Our State Convention, which will be held the weekend of November 9-11 (formal business meeting on Saturday the 10th) is fast approaching.  You can still register--at a discount--here.

But much of our convention time will be consumed with training. Chris Doss, who works for the Leadership Institute as a Grassroots Coordinator/Trainer will be coming to work with us.  I promise that those who are taking part in the training will not be bored--and that social time in the evenings will be great fun, full of fantastic discussions with Chris, who I'm sure will participate.  We are paying his expenses--he is taking "comp time" from work to be here, as this isn't an "official" Leadership Institute event.

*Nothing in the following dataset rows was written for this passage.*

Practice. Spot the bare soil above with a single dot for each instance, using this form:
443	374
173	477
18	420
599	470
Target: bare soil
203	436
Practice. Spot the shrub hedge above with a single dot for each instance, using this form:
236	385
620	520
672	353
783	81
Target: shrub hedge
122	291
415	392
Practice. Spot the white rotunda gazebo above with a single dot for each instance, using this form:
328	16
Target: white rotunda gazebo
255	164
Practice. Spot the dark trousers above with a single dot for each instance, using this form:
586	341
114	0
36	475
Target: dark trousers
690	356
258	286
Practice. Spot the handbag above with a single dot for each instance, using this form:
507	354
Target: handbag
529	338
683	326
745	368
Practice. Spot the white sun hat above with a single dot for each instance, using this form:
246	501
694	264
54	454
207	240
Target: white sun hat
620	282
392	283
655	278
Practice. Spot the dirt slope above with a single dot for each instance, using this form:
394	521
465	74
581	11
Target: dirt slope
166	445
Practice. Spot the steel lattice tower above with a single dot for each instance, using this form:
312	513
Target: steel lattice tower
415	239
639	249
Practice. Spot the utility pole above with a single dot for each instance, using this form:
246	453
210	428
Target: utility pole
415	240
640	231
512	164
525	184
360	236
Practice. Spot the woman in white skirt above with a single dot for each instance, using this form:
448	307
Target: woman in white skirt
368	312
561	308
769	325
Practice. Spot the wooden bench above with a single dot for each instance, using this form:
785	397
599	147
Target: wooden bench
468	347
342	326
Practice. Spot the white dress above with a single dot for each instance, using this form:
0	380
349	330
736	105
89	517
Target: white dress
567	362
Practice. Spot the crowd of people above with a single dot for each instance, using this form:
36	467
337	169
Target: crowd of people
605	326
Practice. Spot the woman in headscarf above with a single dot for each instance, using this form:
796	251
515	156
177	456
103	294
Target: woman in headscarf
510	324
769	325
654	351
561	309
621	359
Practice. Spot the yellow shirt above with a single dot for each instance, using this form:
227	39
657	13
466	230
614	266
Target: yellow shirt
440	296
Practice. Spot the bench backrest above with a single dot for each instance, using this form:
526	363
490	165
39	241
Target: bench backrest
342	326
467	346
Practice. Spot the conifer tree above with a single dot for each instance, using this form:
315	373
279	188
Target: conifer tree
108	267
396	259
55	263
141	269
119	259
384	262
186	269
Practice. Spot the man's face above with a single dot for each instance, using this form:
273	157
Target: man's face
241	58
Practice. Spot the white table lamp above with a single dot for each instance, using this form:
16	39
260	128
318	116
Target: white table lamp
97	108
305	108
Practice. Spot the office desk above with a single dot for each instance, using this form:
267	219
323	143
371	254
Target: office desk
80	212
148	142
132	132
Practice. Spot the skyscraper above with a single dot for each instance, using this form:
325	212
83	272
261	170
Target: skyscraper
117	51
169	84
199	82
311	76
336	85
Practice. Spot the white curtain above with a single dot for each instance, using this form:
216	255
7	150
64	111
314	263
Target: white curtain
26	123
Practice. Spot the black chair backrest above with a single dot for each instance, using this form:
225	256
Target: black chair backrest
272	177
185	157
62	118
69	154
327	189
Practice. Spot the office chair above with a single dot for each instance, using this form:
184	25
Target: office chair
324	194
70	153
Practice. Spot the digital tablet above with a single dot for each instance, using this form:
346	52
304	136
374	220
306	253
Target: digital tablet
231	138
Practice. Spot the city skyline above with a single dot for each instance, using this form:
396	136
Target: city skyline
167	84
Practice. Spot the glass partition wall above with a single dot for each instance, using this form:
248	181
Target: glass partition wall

The question always comes up, though:  Why should I go to training?  After all, we're learning "on the job", aren't we?  Here are some answers to those questions:

  1. Sometimes we get burned by "on the job" training.  Learning what to watch for--or even explanations for *why* you got burned--in a formal setting, can help you to avoid some of those pitfalls.
  2. None of us--no matter how long we've been "at it"--have seen it all...and there's a pretty good chance that in the coming years, we'll see more.  Being prepared on a basic level helps us to understand and explain what's happening (or what's happened), and move more quickly to the next strategic and tactical levels.  
  3. Formal training helps us to be prepared for practical challenges.  You wouldn't want to go to a healthcare provider who didn't have at least some formal training for what they were going to do, would you?  I like for my doctors to know what a "normal" blood pressure, heart beat, or throat looks/sounds like, so they can identify potential problems, and know when things are A-OK.
  4. Football coaches and players watch game films--so they can see what their opponents might do, so they can see where their own strengths and weaknesses are, and so that they can get ideas for their own play in the future; why not do that in the political world, as well?  Learn from the compiled experiences of others through training!
  5. Shared knowledge and language.  Each of us has different experiences, but if hundreds of us from around the state eventually have a shared core understanding of the political system, we can speak the same language. There's a reason why family practice physicians and cardiologists and neurologists can at least exchange information and have a basic understanding of what the others are talking about--shared core language and knowledge of the way the human body works.  Our common training will give us a shared knowledge and language regarding the "body politic"!